Find, $$ \big(\frac{d}{dx}\big)^2 y$$ or find $$ \big(\frac{d}{dx}\big)^2 (3x^4)$$ So, essentially, you have spotted that mathematicians are quite lazy, when they can get away with it !

Although we write $\frac{d}{dx}$ this isn't a fraction in the sense that $\frac{2}{5}$ is. Perhaps best to park that thought for now, although maybe 'expanding the brackets' of $\big(\frac{d}{dx}\big)^2$ as $\frac{d^2}{dx^2}$ rather than $\frac{d^2}{(dx)^2}$ is a reminder of that.

All of this does makes it harder for beginners to make sense of the notation. There are many, many more examples I could give of such 'lazy corruption'. I think of it as being like learning any foreign language, where there are always all sorts of quirks and customs that break a general rule.

Once you understand the 'lazy corruption' in the context of its surroundings, the meaning is, more often than not, actually, perfectly clear.

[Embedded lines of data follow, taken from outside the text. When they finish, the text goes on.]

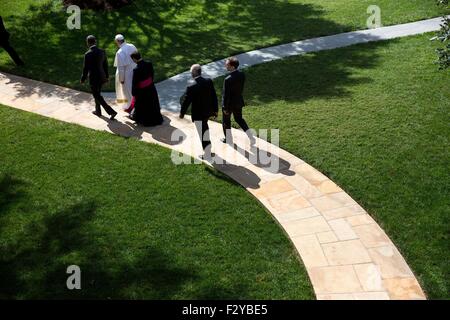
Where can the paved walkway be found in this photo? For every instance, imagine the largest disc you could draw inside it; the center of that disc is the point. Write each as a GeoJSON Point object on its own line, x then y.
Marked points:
{"type": "Point", "coordinates": [346, 254]}
{"type": "Point", "coordinates": [171, 89]}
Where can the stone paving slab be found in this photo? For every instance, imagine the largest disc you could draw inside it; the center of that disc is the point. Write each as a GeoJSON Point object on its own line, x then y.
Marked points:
{"type": "Point", "coordinates": [346, 254]}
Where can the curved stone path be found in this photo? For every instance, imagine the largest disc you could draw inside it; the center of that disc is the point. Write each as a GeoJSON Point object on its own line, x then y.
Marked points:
{"type": "Point", "coordinates": [346, 254]}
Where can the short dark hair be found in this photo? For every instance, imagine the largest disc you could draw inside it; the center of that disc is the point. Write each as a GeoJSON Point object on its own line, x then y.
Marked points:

This answer was given when this question was asked again, in March 2019 here : Why $x^2$ in $\frac{d^2y}{dx^2}$?

Answer 6

Leibniz notation is probably the most common notation for the derivative, but it is just a notation: there is no objective derivation for the notation itself, and alternatives exist such as Euler notation ($D_x^2 y$). In fact, if we wanted to derive the Leibniz notation for the second derivative in a more systematic way, we could use the quotient rule on the first derivative:

$$ \frac{\mathrm d\left( \frac{\mathrm d y}{\mathrm d x} \right)}{\mathrm d x} = \frac{ \frac{\mathrm d^2 y}{\mathrm d x} - \frac{\mathrm d y}{\mathrm d x} \frac{\mathrm d^2 x}{\mathrm d x} }{\mathrm d x} = \frac{\mathrm d^2 y}{\mathrm d x^2} - \frac{\mathrm d y}{\mathrm d x}\frac{\mathrm d^2 x}{\mathrm d x^2} $$

Now we have a notation that we can algebraically manipulate to derive identities to, e.g., swap dependent and independent variable:

$$ - D_x^2 y \left( \frac 1 {D_xy} \right)^3 = D_y^2x $$

Using a system where differentials are algebraically manipulable highlights the importance of the distinction between $\mathrm d^2 x = \mathrm d(\mathrm d(x))$ and $\mathrm d x^2 = (\mathrm d(x))^2$. To see this hands-on, attempt to prove (4) via algebraic manipulation.

It's much harder to understand intuitively what $\mathrm d^2 t/\mathrm d t^2$ means in this new system but, crucially, it's not the derivative of $\mathrm d t / \mathrm d t$.